Think about the shelving and storage projects you have built. How many were built to remain as open shelves? Sure, lots of bookcases are open. And some curio shelves.
However, when you get into entertainment centers, kitchen cabinets and other projects, doors become important design elements. I was terrified when I had to build my first doors, but that was the easy part. Selecting the hinge hardware was actually one of the tougher decisions I had to make.
Hinges have been around since the earliest structures were built. Tired of having to push and drag a cover to protect an entryway, early builders struck on the idea of attaching the door to one side of the entryway and having it pivot. Some stone pivot hinges can still be found – fully operational – in ancient stone structures.
As building techniques progressed, more sophisticated hinge designs came into play. The technology to forge bronze, then iron, gave builders a wider selection from which to choose.
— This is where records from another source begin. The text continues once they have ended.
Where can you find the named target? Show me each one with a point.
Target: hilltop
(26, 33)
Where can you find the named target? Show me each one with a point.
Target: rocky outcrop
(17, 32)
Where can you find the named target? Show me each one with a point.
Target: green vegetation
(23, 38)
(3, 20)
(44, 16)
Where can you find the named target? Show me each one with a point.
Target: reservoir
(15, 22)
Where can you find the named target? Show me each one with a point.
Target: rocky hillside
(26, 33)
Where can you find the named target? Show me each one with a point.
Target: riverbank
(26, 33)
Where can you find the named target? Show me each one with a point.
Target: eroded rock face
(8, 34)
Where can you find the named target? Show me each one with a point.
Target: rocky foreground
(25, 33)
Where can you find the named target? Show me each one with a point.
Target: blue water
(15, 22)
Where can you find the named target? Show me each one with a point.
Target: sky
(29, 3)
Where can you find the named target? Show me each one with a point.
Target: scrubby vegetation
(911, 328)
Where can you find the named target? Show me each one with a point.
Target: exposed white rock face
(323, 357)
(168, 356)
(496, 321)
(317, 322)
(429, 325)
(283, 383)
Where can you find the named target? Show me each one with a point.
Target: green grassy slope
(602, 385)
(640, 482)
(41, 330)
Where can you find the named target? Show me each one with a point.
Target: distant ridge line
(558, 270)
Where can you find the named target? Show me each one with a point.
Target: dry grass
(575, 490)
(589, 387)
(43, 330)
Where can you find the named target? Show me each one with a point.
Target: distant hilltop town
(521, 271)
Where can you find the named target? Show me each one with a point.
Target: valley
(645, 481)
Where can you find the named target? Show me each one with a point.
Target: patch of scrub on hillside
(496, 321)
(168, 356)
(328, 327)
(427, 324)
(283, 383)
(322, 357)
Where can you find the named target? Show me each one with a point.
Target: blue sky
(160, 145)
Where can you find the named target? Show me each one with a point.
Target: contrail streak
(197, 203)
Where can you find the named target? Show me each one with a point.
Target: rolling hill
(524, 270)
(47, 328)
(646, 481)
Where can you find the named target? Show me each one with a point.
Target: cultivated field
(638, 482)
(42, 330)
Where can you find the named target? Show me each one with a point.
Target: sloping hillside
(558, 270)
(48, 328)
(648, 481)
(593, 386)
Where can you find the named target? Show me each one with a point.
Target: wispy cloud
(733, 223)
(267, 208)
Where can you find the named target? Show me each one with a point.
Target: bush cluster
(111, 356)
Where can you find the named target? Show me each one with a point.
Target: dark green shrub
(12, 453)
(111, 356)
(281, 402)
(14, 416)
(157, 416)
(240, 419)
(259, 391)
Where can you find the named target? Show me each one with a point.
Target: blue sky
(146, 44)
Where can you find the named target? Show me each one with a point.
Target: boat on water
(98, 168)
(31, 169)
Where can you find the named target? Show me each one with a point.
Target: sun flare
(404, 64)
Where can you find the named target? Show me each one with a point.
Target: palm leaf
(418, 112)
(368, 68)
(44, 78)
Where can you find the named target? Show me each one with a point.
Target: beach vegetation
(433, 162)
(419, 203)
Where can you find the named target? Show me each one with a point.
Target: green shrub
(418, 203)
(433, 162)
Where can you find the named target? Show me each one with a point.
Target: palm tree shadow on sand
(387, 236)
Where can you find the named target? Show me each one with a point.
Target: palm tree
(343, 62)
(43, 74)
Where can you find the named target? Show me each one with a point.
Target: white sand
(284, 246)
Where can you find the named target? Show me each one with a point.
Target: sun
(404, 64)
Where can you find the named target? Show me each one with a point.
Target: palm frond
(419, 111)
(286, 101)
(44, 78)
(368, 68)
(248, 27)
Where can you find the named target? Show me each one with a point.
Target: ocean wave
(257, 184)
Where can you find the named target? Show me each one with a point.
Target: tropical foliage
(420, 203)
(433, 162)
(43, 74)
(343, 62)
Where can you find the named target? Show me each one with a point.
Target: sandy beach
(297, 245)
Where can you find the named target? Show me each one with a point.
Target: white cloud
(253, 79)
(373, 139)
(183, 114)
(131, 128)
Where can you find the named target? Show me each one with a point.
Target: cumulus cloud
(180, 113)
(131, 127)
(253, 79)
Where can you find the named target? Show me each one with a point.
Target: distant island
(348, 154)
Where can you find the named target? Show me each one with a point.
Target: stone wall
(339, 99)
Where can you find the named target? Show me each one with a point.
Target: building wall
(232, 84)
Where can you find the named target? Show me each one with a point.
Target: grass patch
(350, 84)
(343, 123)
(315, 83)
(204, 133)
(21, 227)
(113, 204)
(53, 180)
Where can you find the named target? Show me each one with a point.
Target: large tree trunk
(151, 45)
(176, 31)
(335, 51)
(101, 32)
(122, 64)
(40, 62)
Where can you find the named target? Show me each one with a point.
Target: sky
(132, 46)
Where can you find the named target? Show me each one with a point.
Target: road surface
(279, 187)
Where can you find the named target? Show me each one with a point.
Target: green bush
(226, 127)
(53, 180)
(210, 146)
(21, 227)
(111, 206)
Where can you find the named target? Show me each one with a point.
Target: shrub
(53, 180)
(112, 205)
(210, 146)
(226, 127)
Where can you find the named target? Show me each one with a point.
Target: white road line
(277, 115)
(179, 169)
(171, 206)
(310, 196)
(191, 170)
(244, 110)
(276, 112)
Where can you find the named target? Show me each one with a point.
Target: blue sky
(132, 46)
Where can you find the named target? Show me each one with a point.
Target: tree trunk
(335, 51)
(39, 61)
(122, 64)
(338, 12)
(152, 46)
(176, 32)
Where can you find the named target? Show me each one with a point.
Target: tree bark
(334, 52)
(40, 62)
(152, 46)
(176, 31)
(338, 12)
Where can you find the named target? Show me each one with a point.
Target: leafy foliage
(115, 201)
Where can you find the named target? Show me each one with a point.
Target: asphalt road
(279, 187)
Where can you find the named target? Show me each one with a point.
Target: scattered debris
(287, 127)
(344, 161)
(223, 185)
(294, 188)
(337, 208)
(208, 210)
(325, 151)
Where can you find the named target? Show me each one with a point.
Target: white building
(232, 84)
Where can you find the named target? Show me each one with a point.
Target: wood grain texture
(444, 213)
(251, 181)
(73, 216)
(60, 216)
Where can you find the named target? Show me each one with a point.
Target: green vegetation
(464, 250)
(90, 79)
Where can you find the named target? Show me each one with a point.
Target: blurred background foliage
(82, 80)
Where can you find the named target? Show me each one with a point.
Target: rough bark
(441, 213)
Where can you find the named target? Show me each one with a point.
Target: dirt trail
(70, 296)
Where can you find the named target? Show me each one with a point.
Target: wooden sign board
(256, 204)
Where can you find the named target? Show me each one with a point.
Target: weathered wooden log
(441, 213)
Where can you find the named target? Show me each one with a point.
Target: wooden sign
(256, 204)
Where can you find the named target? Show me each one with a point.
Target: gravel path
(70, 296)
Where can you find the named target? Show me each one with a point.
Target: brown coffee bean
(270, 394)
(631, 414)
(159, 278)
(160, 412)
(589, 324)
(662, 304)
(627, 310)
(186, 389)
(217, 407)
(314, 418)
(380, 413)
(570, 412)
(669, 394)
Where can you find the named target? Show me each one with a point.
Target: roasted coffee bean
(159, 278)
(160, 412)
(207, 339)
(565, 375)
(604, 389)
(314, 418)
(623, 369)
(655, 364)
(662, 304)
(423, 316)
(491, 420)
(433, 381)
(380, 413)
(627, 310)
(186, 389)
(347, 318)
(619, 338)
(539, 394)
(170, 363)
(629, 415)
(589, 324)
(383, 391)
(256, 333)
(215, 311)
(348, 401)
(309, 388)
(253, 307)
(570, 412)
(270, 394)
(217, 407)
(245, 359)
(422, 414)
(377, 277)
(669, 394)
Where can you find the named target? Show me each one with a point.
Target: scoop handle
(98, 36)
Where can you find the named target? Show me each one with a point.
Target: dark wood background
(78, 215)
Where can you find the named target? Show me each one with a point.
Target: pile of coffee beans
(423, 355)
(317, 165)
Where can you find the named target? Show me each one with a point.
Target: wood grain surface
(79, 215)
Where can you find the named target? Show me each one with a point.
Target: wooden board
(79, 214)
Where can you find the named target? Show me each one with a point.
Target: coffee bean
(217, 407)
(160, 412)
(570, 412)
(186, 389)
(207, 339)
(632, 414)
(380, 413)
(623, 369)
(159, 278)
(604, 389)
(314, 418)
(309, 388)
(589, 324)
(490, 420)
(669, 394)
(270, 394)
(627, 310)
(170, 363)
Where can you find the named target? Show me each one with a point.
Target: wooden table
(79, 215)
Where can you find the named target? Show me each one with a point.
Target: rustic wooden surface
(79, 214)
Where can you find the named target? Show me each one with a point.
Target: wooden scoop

The hinges forged by these smiths were both beautiful and durable, and can serve archaeologists well in helping to identify the date a particular structure was built.
Today, forged and stamped hinges come in a bewildering number of styles for many applications. And, while there are thousands – or tens of thousands – of different looks, they break down into three broad families:
- Mortised: These hinges require that part of the hinge body be mortised into the project to get better support. Butt hinges and European cup hinges are two of the more popular varieties of this style hinge. Regardless of what tool is required to cut the mortise – chisel, router, hollow-chisel mortiser, biscuit joiner… they all fit in this family.
- Non-Mortised: Obviously, this family doesn’t require mortising – they gain all of their strength from either screws, spikes or some other metal-to-wood connection. Sophisticated non-mortising hinges, cranked leaf hinges found on kitchen cabinet doors and old time H and strap hinges show up here.
- Non-Metallic: This category is a bit of a catch-all for the different styles of hinges that can be crafted by a woodworker. Wooden knuckle joints, leather straps or the like can serve as outstanding and decorative joints, showing off the skill of the woodworker.
Whatever style of hinges you decide to go with, you will want to follow the instructions very carefully. Each has its own unique layout concerns and issues. And, it doesn’t take much for the hinges to get out of line and cause binding. And, believe me, you can spend a day and a half trying to correct incorrectly installed hinges. Been there. Done that. Got the T-Shirt.
What kinds of hinges do I use? Well, I have a few favorites I tend to go to time and again:
Blum Concealed Hinges: When you don’t want the hinge to show, it’s hard to go wrong with these hinges. They do take some getting used to if you have never installed them before, but WOW, do they ever work smoothly. Installation does involve a 35 mm diameter forstner bit, so you will have to lay out some money to get that. But, that cup that is drilled works as a mortise for the door, giving outstanding support. Have your project plans handy, because you can buy these hinges in many different flavors – face frame vs. frameless, inset vs. overlay, etc. – and you want to order them properly.
Overlay Door Hinges: I love these hinges to death. The cranked leaf that mounts to the face frame of the door has a preset overlay amount. So, if you have hinges with a 1/2″ offset, just build your door an inch wider than the opening and you will have a perfectly fitting overlay door. I have used these hinges for years and they tend to be my ‘go to’ style for lots of projects.
No-Mortise Hinges: Very easy to work with – and very similar to the overlay hinges mentioned above. These work for inset doors and are very easy to install.
Pin Hinges: If I am building a small box and need an unobtrusive hinge, this is what I choose. Easily installed with a drill and a dowel center, these babies function easily and have never failed me.
The best advice for hinge selection is to do your homework. Go through a home-improvement center’s kitchen cabinet display and open the doors. Go to a furniture showroom and see how their doors are hung. Read up on Internet reviews of different hinge styles and see what is out there.
It just might open a few doors for you!